DAVID AND FRANNY went camping together only once, at a campground that allowed cars and firewood and coolers. The cars bellied up to the individual camping spots, protecting the rock-lined fire pits like steely animal flanks. They heard a generator powering a television. Franny observed the activity and light and said that she had always thought of camping as strapping one’s provisions to one’s back and walking into the woods. David had never camped before, but he imagined others walking, feet falling uncertainly on new territory, eyes scanning the ground ahead, stopping occasionally to drink water from a jug and lean back to look at the canopied trees above. At the car campground, Franny and David walked to the edge of a lake. The water shifted to cover and uncover rocks and shells on the beach. They decided that if the lake was a magic trick, the trick was that there were shells despite the fact that they were standing a long day’s worth of driving from any ocean, ten hours of driving, weeks of walking. He put his arm around her, and she sang a quiet song about a man who takes a journey.

Day trips were more their style. There was a high concentration of antique shops in the area, and the two spent most of their time exploring, flanked by retirees. Franny would leave David at the boxes of tin saints’ medals and return to show him photos and postcards she had found in the shop’s recesses.

Despite never experiencing organized religion beyond his mother’s plastic rosaries, he had an abiding reverence for Saint Apollonia, who, around the year 249, suffered the indignity of having every single one of her teeth bashed in by persecutors of Christians. Apollonia was supposed to be burned toothless at the stake but instead launched herself into the fire, an act pardoned by Saint Augustine, who noted the suicidal action of Apollonia’s leap and forgave her and similar martyred individuals, for they acted on God’s command. “Not through human caprice but on the command of God, not erroneously but through obedience,” Augustine wrote. The classical image of Apollonia was of a beautiful girl holding antique extractors in which a tooth was delicately grasped. She was the patron saint of dentistry, and David collected her prayer cards and medals the way he had collected coins as a kid. Adding to a collection always seemed to have a larger point, which could be appreciated even when he was the only one handing over the cash for the rounds of silver and tin stamped with the saint’s calm face, extractors aloft as her symbol of martyrdom.

When he found an Apollonia charm, he would bring it home in a folded brown bag and leave it on the kitchen table. Franny liked to examine them on her own. She would thread a piece of ribbon through the hoop at the top as if it was a necklace for display, holding it up to the light. Then she would place it back inside its paper bag for David to find later. He stored them on a high bookshelf in the living room.

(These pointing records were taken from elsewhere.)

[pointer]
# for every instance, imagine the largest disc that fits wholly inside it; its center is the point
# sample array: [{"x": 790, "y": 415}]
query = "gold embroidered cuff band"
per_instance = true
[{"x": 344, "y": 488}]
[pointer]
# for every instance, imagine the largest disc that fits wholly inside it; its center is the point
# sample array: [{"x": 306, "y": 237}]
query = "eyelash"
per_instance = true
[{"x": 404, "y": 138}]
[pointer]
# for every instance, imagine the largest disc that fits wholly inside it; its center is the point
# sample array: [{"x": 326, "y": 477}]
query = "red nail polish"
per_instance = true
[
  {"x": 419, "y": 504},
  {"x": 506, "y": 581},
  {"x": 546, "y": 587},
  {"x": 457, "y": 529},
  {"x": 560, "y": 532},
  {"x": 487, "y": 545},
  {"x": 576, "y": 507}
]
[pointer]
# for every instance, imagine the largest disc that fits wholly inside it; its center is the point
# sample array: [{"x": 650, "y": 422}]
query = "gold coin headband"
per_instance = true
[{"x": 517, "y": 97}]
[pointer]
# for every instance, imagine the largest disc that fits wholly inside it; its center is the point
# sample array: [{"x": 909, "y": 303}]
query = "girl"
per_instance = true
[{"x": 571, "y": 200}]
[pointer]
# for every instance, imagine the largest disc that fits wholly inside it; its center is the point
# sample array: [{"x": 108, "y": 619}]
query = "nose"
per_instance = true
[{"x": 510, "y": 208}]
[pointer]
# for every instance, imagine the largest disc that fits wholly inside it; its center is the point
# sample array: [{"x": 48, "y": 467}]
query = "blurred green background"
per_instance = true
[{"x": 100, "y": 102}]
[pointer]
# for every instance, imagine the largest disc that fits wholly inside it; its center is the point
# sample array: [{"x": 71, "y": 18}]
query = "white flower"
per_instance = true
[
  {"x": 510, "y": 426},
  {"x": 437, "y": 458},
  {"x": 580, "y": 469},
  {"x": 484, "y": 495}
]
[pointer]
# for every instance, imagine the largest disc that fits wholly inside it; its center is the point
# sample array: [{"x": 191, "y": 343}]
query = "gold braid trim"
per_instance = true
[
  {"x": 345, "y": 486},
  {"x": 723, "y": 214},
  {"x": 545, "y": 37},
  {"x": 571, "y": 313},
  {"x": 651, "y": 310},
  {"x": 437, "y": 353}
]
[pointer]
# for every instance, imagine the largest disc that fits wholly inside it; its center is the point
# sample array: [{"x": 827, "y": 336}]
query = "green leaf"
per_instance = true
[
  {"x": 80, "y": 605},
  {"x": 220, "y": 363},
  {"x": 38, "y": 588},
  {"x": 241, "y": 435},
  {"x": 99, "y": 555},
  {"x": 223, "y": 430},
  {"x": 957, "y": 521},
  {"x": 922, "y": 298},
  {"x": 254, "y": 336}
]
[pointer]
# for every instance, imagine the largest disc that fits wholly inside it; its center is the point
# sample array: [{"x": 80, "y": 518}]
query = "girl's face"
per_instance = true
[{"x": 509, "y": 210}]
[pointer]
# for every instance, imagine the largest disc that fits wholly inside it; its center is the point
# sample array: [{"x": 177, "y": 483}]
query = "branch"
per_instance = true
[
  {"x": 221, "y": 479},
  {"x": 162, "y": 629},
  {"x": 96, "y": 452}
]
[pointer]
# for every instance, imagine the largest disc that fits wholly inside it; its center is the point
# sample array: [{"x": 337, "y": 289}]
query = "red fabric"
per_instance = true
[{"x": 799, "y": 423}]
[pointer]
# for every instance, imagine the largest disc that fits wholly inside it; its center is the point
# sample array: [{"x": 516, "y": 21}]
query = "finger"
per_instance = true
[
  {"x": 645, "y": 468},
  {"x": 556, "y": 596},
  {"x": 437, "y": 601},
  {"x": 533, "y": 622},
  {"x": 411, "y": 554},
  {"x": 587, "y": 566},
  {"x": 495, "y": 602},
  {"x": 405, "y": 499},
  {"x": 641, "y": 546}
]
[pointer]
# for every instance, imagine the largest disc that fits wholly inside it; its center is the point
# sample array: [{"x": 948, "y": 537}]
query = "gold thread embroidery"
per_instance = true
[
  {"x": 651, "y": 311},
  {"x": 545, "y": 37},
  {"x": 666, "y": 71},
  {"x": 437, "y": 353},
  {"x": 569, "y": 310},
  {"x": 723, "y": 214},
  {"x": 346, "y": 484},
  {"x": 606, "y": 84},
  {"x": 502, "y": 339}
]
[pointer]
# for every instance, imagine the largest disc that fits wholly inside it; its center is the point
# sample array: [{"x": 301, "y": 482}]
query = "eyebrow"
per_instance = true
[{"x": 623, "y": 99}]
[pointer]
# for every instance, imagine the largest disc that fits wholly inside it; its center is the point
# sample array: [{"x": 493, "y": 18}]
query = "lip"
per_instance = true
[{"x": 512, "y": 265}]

Franny grew up with religion and occasionally observed its traditions. One cold evening, the two of them walked to a church down the hill and received the sign of the cross on their foreheads with ashes. She scrubbed hers off the next morning before work, but David could feel his own mark as if it was still a flame. He left it on for days, until it smudged and buried itself in the individual pores on his forehead, sinking grease in the furrows between his eyes, giving him the brindled pallor of a man carved from stone.

23

DAVID PREFERRED to brew a pot of coffee and leave it to fill the house with its scent, but such a move required that he find the coffeemaker and the filters and then the coffee itself. The police officer had left the instant grounds out, and David put them away. The coffeemaker was under the counter by the sink, and the filters were behind a line of cans in the pantry. He found the coffee in the freezer, rolled into a fist-size brick and secured with rubber bands. He had trouble gripping the coffee spoon with gloves on, so he removed one glove and pressed his bare hand on the countertop. His bruised body and brain were confused by the darkness outside and the smell of coffee. It had felt as if it was still evening until he started making the coffee, when it began to feel like morning. He didn’t have a clock to check.